The guy creating the box also came up with many other great ideas. E.g. we've added a lid to the upper rear side of the box to support the device board. This solved another big issue on how to mount the board in an engine compartment with almost no straight lines. Now I only have to add a couple of angles to the firewall and the entire board is sufficiently supported. The white board template is currently being converted to an aluminium board by www.fahrzeugausbau.ch. The Eberspächer heater will be mounted to the bottom side of the board, just above the motor.
So aside from a small battery box in the rear (spare tire compartment) the HV distribution is getting finalized and ready for use. With a cover for the mid-section batteries and the power-steering connected I can start to plan a test for street readiness. :) *joy*

Freitag, 6. November 2015

Short Circuit

Ever heard these well intended hints :

  1. Wear eye protection when working with batteries!
  2. Wear gloves when working with batteries!
  3. Glasses with a metal frame dropped on battery terminals will turn into a ball of hot plasma flying in your direction.

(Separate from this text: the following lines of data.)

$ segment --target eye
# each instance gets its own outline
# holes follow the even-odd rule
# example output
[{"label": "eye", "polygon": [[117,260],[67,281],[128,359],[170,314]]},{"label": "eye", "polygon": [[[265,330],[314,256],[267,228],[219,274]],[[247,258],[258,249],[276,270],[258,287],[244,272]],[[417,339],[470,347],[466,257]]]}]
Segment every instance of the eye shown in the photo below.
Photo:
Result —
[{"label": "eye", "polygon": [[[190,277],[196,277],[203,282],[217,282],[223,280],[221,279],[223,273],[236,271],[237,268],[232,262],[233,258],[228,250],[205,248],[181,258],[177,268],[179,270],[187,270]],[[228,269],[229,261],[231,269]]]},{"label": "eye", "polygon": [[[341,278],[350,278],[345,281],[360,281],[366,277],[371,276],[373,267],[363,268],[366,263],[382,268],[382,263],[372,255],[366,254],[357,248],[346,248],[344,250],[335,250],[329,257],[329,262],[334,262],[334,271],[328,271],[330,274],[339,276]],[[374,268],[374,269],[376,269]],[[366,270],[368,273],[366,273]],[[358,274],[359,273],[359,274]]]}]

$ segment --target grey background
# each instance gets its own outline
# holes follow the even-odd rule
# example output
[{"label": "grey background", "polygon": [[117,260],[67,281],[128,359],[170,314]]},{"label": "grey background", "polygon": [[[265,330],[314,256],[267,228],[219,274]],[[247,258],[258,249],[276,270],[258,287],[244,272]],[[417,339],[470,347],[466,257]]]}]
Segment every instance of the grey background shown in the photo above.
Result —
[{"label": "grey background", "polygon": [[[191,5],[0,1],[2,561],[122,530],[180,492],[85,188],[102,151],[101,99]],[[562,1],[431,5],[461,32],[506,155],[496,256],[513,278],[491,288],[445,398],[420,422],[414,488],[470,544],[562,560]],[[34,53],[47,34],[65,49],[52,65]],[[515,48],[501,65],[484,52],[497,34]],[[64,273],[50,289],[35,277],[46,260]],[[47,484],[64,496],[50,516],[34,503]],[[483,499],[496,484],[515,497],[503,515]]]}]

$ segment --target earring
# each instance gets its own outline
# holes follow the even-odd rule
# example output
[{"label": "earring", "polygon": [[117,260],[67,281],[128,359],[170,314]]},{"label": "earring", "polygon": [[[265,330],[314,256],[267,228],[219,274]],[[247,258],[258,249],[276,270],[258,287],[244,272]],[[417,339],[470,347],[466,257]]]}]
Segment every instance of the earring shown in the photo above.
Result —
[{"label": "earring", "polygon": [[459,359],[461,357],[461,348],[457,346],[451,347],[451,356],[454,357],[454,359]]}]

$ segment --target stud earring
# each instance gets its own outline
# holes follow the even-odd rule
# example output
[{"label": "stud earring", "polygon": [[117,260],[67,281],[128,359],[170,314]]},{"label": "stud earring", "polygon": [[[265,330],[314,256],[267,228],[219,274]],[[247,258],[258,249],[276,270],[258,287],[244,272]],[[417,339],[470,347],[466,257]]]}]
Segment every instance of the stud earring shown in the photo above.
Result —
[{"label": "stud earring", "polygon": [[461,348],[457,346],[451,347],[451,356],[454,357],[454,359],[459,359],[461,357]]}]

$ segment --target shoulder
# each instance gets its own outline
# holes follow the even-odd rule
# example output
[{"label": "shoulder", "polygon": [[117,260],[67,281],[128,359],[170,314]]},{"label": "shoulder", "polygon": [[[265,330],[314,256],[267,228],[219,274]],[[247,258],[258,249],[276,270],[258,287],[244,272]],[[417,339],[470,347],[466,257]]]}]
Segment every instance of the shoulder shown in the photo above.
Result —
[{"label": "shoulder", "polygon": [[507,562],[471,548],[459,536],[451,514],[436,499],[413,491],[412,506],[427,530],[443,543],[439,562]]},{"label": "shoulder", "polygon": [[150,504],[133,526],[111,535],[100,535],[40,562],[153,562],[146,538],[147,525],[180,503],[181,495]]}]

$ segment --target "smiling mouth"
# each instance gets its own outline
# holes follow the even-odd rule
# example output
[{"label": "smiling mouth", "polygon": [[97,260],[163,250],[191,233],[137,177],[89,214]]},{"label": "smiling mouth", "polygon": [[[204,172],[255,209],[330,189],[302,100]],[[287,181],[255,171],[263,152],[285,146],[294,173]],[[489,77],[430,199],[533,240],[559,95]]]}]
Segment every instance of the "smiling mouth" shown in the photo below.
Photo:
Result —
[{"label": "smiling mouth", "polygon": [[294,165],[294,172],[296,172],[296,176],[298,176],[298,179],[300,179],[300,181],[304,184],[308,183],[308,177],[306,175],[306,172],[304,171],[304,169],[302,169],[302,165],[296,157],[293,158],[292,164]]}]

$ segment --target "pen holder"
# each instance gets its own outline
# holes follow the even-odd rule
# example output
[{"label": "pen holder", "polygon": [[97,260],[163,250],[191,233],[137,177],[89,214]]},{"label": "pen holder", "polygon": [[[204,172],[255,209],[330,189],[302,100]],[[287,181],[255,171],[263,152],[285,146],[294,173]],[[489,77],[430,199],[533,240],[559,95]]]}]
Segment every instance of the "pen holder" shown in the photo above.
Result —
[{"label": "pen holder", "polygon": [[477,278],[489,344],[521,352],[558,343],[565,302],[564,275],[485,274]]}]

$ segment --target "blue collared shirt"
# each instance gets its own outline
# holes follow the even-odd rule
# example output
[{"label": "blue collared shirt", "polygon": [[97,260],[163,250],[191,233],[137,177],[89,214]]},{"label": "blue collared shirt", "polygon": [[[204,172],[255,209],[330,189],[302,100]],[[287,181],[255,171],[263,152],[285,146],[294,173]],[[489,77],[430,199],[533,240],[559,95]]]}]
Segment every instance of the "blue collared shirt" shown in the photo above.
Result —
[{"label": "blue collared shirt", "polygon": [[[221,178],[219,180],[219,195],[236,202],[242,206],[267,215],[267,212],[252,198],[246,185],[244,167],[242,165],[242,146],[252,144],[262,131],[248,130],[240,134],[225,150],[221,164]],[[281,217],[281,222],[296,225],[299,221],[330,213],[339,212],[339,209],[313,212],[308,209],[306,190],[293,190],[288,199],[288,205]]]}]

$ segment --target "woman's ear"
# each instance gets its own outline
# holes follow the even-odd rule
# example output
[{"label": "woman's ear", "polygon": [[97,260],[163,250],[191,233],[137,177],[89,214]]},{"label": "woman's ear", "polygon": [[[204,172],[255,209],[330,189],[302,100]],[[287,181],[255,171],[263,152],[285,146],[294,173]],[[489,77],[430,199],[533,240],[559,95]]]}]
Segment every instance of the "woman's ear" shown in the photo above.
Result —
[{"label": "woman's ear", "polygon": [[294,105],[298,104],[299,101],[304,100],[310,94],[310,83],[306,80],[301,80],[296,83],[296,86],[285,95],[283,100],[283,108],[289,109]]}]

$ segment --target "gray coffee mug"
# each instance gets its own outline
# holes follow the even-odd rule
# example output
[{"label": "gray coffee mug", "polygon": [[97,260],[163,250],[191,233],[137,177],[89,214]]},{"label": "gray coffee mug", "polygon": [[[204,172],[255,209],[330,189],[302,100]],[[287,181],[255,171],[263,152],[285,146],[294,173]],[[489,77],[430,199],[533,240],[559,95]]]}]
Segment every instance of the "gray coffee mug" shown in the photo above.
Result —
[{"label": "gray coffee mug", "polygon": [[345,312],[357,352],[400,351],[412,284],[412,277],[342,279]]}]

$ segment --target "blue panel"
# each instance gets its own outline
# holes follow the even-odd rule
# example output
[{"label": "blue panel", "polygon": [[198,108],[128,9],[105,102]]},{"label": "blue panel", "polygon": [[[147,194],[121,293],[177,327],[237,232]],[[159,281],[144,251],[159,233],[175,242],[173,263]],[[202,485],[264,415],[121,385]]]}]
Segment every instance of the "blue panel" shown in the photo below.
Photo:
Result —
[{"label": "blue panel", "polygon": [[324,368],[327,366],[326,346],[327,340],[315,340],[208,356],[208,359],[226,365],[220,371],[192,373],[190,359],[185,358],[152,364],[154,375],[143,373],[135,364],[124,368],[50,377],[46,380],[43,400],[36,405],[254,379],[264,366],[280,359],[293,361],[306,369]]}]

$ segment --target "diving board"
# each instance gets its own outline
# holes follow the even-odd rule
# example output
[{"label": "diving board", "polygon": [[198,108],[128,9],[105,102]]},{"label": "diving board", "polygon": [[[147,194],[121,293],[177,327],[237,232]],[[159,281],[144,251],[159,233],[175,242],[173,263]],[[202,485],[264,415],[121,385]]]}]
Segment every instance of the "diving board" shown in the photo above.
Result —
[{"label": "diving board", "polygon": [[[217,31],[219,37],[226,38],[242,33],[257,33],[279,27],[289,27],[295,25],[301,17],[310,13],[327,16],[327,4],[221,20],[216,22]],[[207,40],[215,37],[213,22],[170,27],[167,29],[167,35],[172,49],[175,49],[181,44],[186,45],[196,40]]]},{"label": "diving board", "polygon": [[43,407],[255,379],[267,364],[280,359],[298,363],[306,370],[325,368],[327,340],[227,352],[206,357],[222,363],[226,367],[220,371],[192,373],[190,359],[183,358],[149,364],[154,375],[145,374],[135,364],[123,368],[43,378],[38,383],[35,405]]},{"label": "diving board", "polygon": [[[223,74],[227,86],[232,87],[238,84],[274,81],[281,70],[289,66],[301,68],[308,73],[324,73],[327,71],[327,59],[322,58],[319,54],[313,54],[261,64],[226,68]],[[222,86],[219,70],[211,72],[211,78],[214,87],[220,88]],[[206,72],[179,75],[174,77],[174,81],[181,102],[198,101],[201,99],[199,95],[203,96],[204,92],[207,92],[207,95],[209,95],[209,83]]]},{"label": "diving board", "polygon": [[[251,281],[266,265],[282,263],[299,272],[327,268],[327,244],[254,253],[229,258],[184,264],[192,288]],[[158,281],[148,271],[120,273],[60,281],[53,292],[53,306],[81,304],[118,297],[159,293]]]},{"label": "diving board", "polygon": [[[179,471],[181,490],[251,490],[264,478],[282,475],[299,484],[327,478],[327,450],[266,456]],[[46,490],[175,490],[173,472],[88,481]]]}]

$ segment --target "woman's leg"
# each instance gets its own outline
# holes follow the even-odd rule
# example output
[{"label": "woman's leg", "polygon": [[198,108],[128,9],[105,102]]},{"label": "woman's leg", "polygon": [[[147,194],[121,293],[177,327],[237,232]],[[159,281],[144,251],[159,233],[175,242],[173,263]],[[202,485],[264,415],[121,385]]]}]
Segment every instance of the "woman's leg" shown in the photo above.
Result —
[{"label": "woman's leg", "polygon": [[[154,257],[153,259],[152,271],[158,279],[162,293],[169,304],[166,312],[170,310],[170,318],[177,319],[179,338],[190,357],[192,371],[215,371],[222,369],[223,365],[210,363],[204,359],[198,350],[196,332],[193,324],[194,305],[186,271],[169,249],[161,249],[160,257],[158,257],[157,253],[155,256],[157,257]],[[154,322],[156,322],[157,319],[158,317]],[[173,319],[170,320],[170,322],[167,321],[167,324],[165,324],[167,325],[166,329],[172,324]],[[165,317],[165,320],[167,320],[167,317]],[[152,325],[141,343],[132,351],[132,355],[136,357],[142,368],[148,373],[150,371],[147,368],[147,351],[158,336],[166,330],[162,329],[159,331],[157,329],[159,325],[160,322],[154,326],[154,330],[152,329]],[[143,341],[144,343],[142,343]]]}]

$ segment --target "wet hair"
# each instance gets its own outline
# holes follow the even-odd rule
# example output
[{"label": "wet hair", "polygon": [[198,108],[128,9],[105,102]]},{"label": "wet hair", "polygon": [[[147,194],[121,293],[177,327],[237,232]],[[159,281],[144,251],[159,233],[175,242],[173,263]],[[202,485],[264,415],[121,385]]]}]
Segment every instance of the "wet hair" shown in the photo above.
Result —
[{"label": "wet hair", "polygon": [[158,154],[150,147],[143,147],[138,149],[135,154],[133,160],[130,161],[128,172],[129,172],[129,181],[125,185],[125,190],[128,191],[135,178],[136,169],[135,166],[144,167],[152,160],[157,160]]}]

How serious did you take these advices? Honestly? Well, I respected them partially. I've seen the spanner creating a short over the poles of one single cell (at 24:30). After 10-20 seconds it was glowing white from the heat. So I was really really careful when installing the batteries. Also when I took them out of their provisional enclosure last weekend. I held on every strap I loosened so it couldn't turn and create a short. I reminded myself at least 5 times during the first ten minutes: "Be careful! Concentrate!". And yet, I made a serious error: I removed one bolt from a strap completely and only then started loosening the second bolt. The strap slipped out of my hand and created a short with a cell in the next row - over about 15-20 cells in series. Oh my! I won't forget that crackling sound and the feeling. It' possible that I imagined it but it felt like I could feel the magnetic field. I believe it took me less than half a second to grab the strap again and break the short. The result can be seen on the pictures and the video. Fortunately just 2-3 minutes before, I put on gloves to protect my hands from physical injury (scratching those bolts can tear your skin). The copper on the straps melted immediately and sprayed around the trunk in little liquid drops. On one picture you can see them and their burn marks in the carpet of the trunk. Imagine these drops landing on the skin or worse into an eye. I was wearing only my glasses which cover only about 70% of the area. Also discovering drops of copper below the emergency vent caps of some cells and looking at the black trails on the battery casing, I consider myself extremely lucky not to have gotten injured.
Once the smoke cleared from the trunk and I was sure nothing would happen any more, I had to take a walk outside - with weak knees. Next to the car stands a wagon filled with hay - imagine sparks flying over. I also remembered mounting the cells under the car. It was all done over-head, no hat, no eye protection. Believe me, I'd never do it that way again! At least a chap and full eye protection are a must - like it is for over-head welding.